I am trying to have a struct for one of my types, that (among others for the nonMWE) keeps an array as a value. I would like to have a size function that works on the encapsulated array. The MWE is as follows

import Base: size
struct MyType
    value::Array{Float64,N} where N
    name::String
end
getValue(a::MyType) = a.value
size(a::MyType,k...) = size(getValue(a),k...)

function f(a::MyType,b::MyType)::MyType
  if size(a)==size(b)
    c = MyType( a.value .+ b.value, string(a.name,"-",b.name) )
  end
  return c
end

a = MyType(ones(3,3), "A")
b = MyType(zeros(3,3), "B")

f(a,b)
@code_warntype f(a,b)

So the function f creates a new MyType based on two types and needs size as a check. However, the return type of size that I implemented. The complete code_warntype is

Body::MyType
10 1 ─ %1  = invoke Main.size(_2::MyType)::Any                                                                                                        │
   │   %2  = invoke Main.size(_3::MyType)::Any                                                                                                        │
   │   %3  = (%1 == %2)::Any                                                                                                                          │
   └──       goto #3 if not %3                                                                                                                        │
11 2 ─ %5  = Base.Broadcast.materialize::Core.Compiler.Const(Base.Broadcast.materialize, false)                                                       │
   │   %6  = (Base.getfield)(a, :value)::Array{Float64,N} where N                                                                                     │╻ getproperty
   │   %7  = (Base.getfield)(b, :value)::Array{Float64,N} where N                                                                                     ││
   │   %8  = Main.:+::Core.Compiler.Const(+, false)                                                                                                   │
   │   %9  = (Base.Broadcast.combine_styles)(%6, %7)::Any                                                                                             │╻ broadcasted
   │   %10 = (Base.Broadcast.broadcasted)(%9, %8, %6, %7)::Any                                                                                        ││
   │   %11 = (%5)(%10)::Any                                                                                                                           │
   │   %12 = (Base.getfield)(a, :name)::String                                                                                                        │╻ getproperty
   │   %13 = (Base.getfield)(b, :name)::String                                                                                                        ││
   │   %14 = invoke Main.string(%12::String, "-"::String, %13::Vararg{String,N} where N)::String                                                      │
   └── %15 = (Main.MyType)(%11, %14)::MyType                                                                                                          │
13 3 ─ %16 = φ (#2 => true, #1 => false)::Bool                                                                                                        │
   │   %17 = φ (#2 => %15, #1 => #undef)::Core.Compiler.MaybeUndef(MyType)                                                                            │
   │         $(Expr(:throw_undef_if_not, :c, :(%16)))                                                                                                 │
   └──       return %17

(and I am still trying to understand all of this output) - but directly the first two ones (and from that the third) worries me a little – how can i get my own size function to have the same return type as the original size?

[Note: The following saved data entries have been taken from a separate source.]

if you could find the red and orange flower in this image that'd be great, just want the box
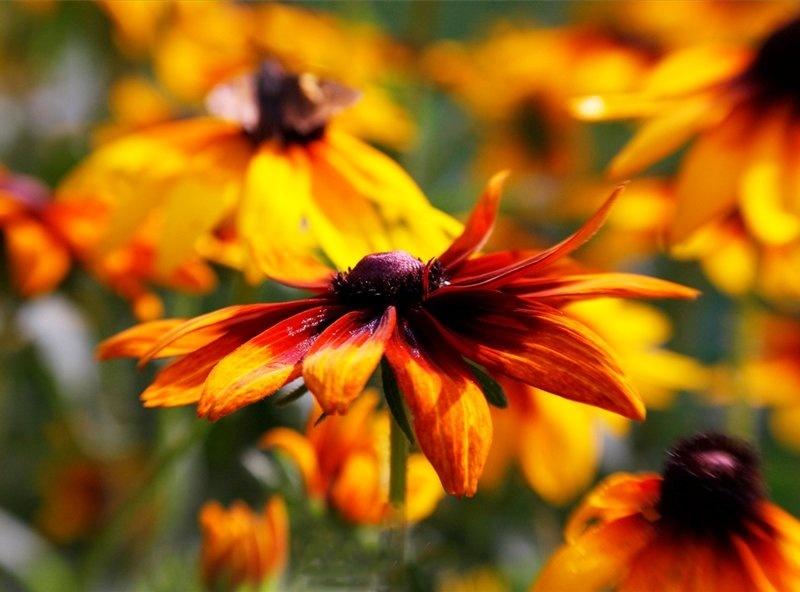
[534,433,800,591]
[199,497,288,590]
[97,174,696,496]
[261,389,443,524]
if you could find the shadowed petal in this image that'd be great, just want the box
[259,428,324,497]
[198,305,340,420]
[303,307,396,414]
[384,319,491,497]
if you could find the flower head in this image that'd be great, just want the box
[98,174,696,496]
[59,60,457,287]
[534,433,800,591]
[199,497,288,590]
[261,389,443,524]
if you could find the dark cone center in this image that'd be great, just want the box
[331,251,445,309]
[738,17,800,106]
[657,433,765,537]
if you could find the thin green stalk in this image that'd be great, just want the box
[389,412,409,512]
[384,411,409,587]
[726,297,759,440]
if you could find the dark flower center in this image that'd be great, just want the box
[331,251,445,309]
[206,60,360,145]
[658,433,765,537]
[738,17,800,106]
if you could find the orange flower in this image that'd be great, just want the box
[59,60,457,286]
[98,175,696,496]
[534,433,800,591]
[0,168,72,297]
[573,16,800,249]
[199,497,288,590]
[261,390,443,524]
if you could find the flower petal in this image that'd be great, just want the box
[3,217,70,297]
[198,305,339,420]
[330,452,386,524]
[438,171,509,269]
[384,318,492,497]
[427,292,645,420]
[303,307,396,414]
[259,428,323,497]
[97,319,195,360]
[507,272,699,302]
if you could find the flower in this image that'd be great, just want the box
[98,174,697,496]
[534,433,800,591]
[59,60,458,286]
[423,25,656,177]
[573,16,800,249]
[0,168,71,297]
[261,389,443,524]
[483,298,708,505]
[199,497,288,590]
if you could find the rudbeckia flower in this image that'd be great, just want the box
[59,60,457,285]
[261,389,443,524]
[483,298,708,505]
[573,16,800,249]
[199,497,288,590]
[98,174,696,496]
[423,25,655,177]
[534,433,800,591]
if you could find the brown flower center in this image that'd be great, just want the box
[739,17,800,106]
[658,433,765,537]
[331,251,445,309]
[206,60,361,145]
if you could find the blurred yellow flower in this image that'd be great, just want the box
[423,24,655,177]
[261,390,444,524]
[439,567,509,592]
[573,15,800,266]
[483,297,708,504]
[199,497,288,590]
[58,61,459,288]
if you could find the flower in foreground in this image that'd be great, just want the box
[199,497,288,590]
[59,59,456,284]
[534,433,800,591]
[97,173,696,496]
[573,16,800,249]
[261,389,443,524]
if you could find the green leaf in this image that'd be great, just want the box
[468,362,508,408]
[380,358,415,444]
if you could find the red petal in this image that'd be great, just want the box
[198,305,340,421]
[303,307,396,414]
[507,272,700,302]
[438,171,509,270]
[384,318,492,497]
[425,291,645,420]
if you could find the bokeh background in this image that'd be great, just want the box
[1,1,799,591]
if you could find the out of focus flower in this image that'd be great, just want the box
[98,175,696,496]
[261,390,443,524]
[199,497,288,590]
[59,60,457,285]
[438,567,509,592]
[574,16,800,253]
[742,313,800,451]
[423,25,656,177]
[534,433,800,591]
[484,298,708,504]
[0,168,71,297]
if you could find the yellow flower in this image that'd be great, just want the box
[58,61,459,289]
[423,24,655,177]
[483,298,708,505]
[261,390,443,524]
[534,434,800,591]
[574,16,800,258]
[199,497,288,590]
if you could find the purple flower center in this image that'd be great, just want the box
[331,251,445,309]
[658,433,765,537]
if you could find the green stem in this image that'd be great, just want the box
[385,411,409,586]
[389,412,408,512]
[726,297,759,440]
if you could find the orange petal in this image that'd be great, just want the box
[303,307,396,414]
[438,171,509,269]
[4,217,70,297]
[509,272,699,302]
[259,428,323,497]
[384,320,492,497]
[405,454,445,522]
[198,306,339,420]
[427,295,645,420]
[330,452,386,524]
[97,319,199,360]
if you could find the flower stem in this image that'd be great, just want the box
[384,409,409,585]
[389,410,408,513]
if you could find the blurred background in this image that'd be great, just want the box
[1,1,799,591]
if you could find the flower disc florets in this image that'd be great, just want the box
[331,251,446,310]
[658,433,765,537]
[738,17,800,107]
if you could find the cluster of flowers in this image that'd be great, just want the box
[4,1,800,589]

and a short side question – is it (performance wise) the best way to create an own MyType for the result c?

Any further ideas to optimize a code like this are of course also welcome.


#2

Some ideas:

  1. Change Array{Float64,N} where N to a type parameter as such:
struct MyType{Tvalue <: Array{Float64}}
    value::Tvalue
    name::String
end
  1. There is no need for ::MyType for the function output. Julia should infer this automatically.
  2. If the condition size(a)==size(b) is false, c will be undefined. You need to define a default c, or explicitly throw and error if the condition is false.

#3

Neat, that already fixes all my code warnings this issue was about. I still have to learn when typed structs are the preferred way to go.

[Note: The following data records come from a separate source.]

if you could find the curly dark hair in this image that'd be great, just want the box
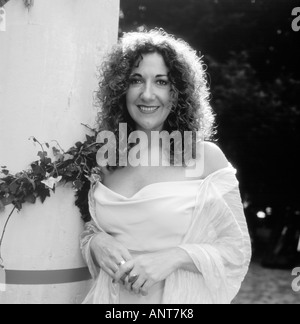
[95,29,215,171]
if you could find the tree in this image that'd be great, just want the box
[207,52,300,210]
[120,0,300,80]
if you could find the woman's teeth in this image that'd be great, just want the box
[138,106,159,113]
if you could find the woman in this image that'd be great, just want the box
[80,29,251,304]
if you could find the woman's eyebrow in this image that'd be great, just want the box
[130,73,142,77]
[129,73,169,78]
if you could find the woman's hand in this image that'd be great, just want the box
[114,248,182,296]
[90,232,133,280]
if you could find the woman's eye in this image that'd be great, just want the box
[157,80,169,86]
[129,78,142,85]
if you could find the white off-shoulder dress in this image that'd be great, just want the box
[80,165,251,304]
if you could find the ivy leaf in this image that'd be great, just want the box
[85,135,94,144]
[37,186,51,203]
[0,183,9,194]
[52,147,61,155]
[75,142,83,148]
[2,195,14,206]
[2,169,9,176]
[31,164,46,176]
[1,166,7,168]
[73,180,83,191]
[44,157,52,165]
[63,171,73,178]
[67,164,78,172]
[14,200,22,211]
[0,199,5,212]
[63,154,74,162]
[41,176,62,189]
[24,175,36,190]
[38,151,48,160]
[9,182,19,194]
[52,147,64,162]
[25,194,36,204]
[88,145,98,153]
[75,157,82,165]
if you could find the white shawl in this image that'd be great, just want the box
[80,166,251,304]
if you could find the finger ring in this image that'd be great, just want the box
[128,274,139,283]
[118,260,126,266]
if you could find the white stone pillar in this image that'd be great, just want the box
[0,0,119,304]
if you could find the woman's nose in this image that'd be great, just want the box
[140,83,155,102]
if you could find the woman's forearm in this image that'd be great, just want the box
[173,247,200,274]
[89,232,110,267]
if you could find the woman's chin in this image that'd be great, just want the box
[135,123,162,132]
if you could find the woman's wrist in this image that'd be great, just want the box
[89,232,104,266]
[170,247,191,271]
[171,247,198,273]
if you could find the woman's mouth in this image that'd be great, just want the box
[137,105,160,114]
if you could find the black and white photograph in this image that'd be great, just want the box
[0,0,299,306]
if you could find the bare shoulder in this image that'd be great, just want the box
[198,141,229,177]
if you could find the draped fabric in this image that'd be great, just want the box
[80,165,251,304]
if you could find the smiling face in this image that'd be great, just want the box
[126,52,174,133]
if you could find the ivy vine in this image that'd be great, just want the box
[0,124,101,223]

Concerning 2. – yes I hoped so and yes Julia does, just within trying to find something myself I tried adding that
Concerning 3. – yes of course, I meant to throw an error (actaually the nonMWE code does), just missed that point when shortly making up my MWE :slight_smile:

Thanks!


#4

If you want to dispatch on the struct types to do something special for each type. Performance-wise, it shouldn’t make a difference, builtin Julia types are more than enough for simple programming tasks. Structs can also closely map conceptual abstractions, e.g. Cube, Point, Person, etc. if you are trying to build a complete framework of some sort.


#5

It should matter for performance in this case as the original field type wasn’t concrete. Julia can’t know the dimensionality of the contained array from the type alone. This is different for the parametric type as the type parameter specifies the concrete array type, including the dimensionality.


#6

FWIW, I was commenting on when to use structs for the output of functions as opposed to simple tuples for example. That’s how I understood the question anyways.


#7

I see, makes sense. I obviously took the question as “when should I use type parameters”.


#8

Thanks for the implementation, I will adopt that for my type(s).


#9

My question was mainly when to use typed types (typed structs) instead of just types (structs) – but the idea that Julia can not see the dimensionality of internal variables just from the type helpes a lot. I am indeed working on a certain framework (hopefully the first parts might be finished after getting through all code warnings); and I am indeed mapping conceptual abstractions using structs.
Thanks for the explanation.


#10

FWIW, “typed structs” typically go by the name “parametric types/structs”. See for example the corresponding section on the Julia docs.


#12

While transferring that to my larger project, the error (from @code_warntype) still stays; it’s related to getfield but I actally can’t narrow that further down.

Some lines are just like

  6 ┄─ %37  = (Core.getfield)(%1, :contents)::Any

where none of my own types even have a contents field. Any idea where that comes from? For me it’s really hard to read the code_warntype output. Since Traceur.jl seems to fail (with not finding some function) - is there other tools to help with avoiding too loosely typed lines?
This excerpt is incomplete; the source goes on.